No entanto alguns aspectos de sua utilização chamam a atenção. O caso dos fones de ouvido, do
tocador portátil, por exemplo. Além de nocivo ao aparelho auditivo, os fones isolam a pessoa do
ambiente externo.
Assim, a atrofia da escuta se verifica em dois pontos: tomando os sites na internet como fonte
provedora de informação musical, a experiência da descoberta de músicos, estilos, grupos por
meio da própria presença em shows, apresentações, se restringe; sendo direcionada apenas para
aqueles grupos bem cotados nos sites de download.
É uma ilusão achar que as pessoas, em sua grande maioria, navegam na internet em busca do
desconhecido -muito pelo contrário.
O segundo ponto que gera atrofia na escuta é fisiológico mesmo. O massacrante número de horas
em que o indivíduo passa colado aos fones de ouvido diminui a capacidade quantitativa e
qualitativa da percepção sonora. O músculo do ouvido, literalmente, se enrijece.

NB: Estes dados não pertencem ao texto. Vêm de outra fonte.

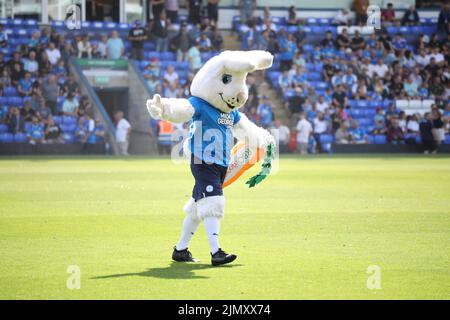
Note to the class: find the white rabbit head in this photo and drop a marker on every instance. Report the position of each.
(221, 81)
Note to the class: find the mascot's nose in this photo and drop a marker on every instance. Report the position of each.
(241, 96)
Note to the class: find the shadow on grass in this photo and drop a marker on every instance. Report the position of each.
(173, 271)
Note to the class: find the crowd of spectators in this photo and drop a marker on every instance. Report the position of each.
(39, 97)
(376, 68)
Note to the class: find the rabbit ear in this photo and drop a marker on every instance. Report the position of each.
(246, 61)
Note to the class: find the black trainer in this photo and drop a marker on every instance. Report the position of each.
(182, 255)
(221, 257)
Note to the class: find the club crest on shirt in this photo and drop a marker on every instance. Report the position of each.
(225, 119)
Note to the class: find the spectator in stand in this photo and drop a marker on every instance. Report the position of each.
(25, 85)
(412, 125)
(379, 122)
(35, 131)
(3, 37)
(320, 127)
(137, 37)
(328, 41)
(360, 8)
(438, 126)
(292, 16)
(443, 23)
(157, 7)
(53, 53)
(84, 48)
(342, 136)
(194, 11)
(357, 134)
(181, 43)
(101, 50)
(304, 131)
(247, 8)
(411, 17)
(358, 41)
(123, 133)
(388, 16)
(213, 10)
(395, 134)
(216, 39)
(50, 91)
(172, 10)
(205, 43)
(265, 112)
(45, 66)
(410, 87)
(14, 120)
(43, 112)
(426, 134)
(160, 32)
(70, 105)
(342, 18)
(114, 46)
(343, 40)
(31, 65)
(52, 132)
(282, 136)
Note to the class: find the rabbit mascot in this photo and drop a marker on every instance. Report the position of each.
(218, 91)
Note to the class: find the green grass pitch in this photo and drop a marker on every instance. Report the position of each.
(309, 232)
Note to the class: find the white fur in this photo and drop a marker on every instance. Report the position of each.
(247, 131)
(190, 208)
(170, 109)
(213, 206)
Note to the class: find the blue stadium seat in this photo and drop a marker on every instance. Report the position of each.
(379, 139)
(15, 101)
(68, 137)
(20, 138)
(57, 119)
(6, 138)
(10, 92)
(447, 139)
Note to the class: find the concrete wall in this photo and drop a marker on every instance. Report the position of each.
(141, 141)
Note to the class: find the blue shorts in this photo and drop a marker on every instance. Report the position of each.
(208, 179)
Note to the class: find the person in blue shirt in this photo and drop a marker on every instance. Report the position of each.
(25, 85)
(114, 46)
(358, 135)
(35, 131)
(265, 113)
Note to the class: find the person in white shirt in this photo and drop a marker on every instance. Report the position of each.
(380, 69)
(53, 54)
(322, 105)
(171, 76)
(304, 130)
(342, 18)
(123, 131)
(282, 135)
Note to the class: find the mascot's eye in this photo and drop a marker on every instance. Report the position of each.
(226, 78)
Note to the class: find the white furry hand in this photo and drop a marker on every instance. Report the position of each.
(266, 138)
(155, 107)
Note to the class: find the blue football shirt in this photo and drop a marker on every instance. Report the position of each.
(210, 132)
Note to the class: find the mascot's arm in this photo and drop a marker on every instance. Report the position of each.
(247, 131)
(170, 109)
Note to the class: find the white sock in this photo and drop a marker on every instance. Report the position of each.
(189, 227)
(212, 226)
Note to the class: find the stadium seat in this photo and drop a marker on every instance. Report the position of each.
(20, 138)
(6, 138)
(379, 139)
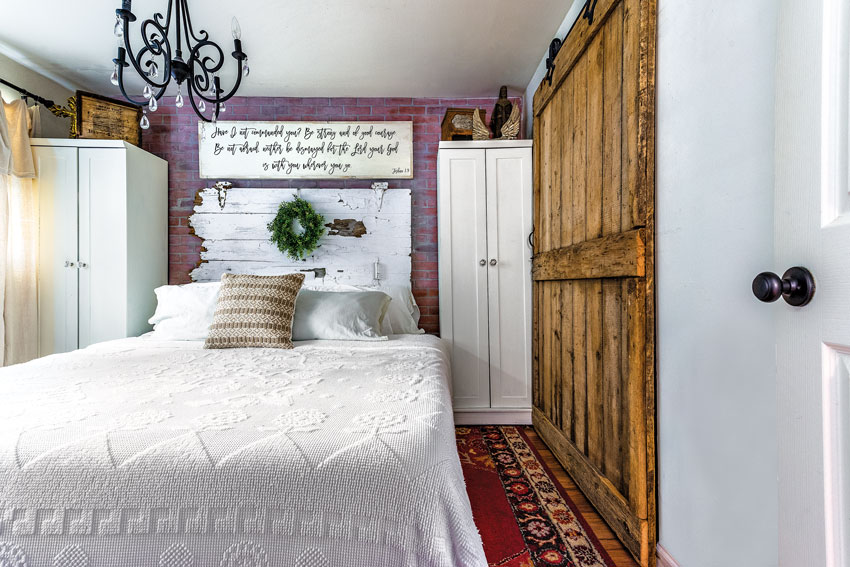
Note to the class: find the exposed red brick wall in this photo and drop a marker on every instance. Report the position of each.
(173, 135)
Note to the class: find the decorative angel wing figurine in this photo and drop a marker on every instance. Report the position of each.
(510, 129)
(479, 129)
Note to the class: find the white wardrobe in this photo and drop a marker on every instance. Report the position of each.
(103, 226)
(484, 200)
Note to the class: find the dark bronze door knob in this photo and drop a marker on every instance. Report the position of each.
(796, 286)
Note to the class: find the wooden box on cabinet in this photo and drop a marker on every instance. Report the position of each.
(485, 217)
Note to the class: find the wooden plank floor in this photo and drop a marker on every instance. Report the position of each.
(612, 545)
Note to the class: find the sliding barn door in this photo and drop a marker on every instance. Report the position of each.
(594, 340)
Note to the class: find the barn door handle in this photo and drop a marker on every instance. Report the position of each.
(796, 286)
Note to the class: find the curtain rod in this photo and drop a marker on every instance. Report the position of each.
(27, 94)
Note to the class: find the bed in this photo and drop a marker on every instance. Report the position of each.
(144, 452)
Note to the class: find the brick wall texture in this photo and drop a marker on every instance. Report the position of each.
(173, 135)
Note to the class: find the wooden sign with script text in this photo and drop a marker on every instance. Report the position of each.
(305, 150)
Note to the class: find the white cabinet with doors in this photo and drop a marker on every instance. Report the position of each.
(103, 248)
(485, 218)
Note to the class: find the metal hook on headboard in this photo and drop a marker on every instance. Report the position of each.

Esses pontos são coabitantes de um ambiente que se renova em velocidade extrema. A reflexão
sobre certos temas deve ser levantada, longe das arenas do marketing e do negócio. Seria
ingênuo perguntar: não devíamos nos aproximar e apropriar das novas tecnologias com os olhos e
ouvidos mirados na educação dos sentidos ?
Livio Tragtenberg é compositor, além de criador e diretor da Orquestra de Músicos das Ruas de
São Paulo. É autor de "Música de Cena" (Perspectiva), entre outros.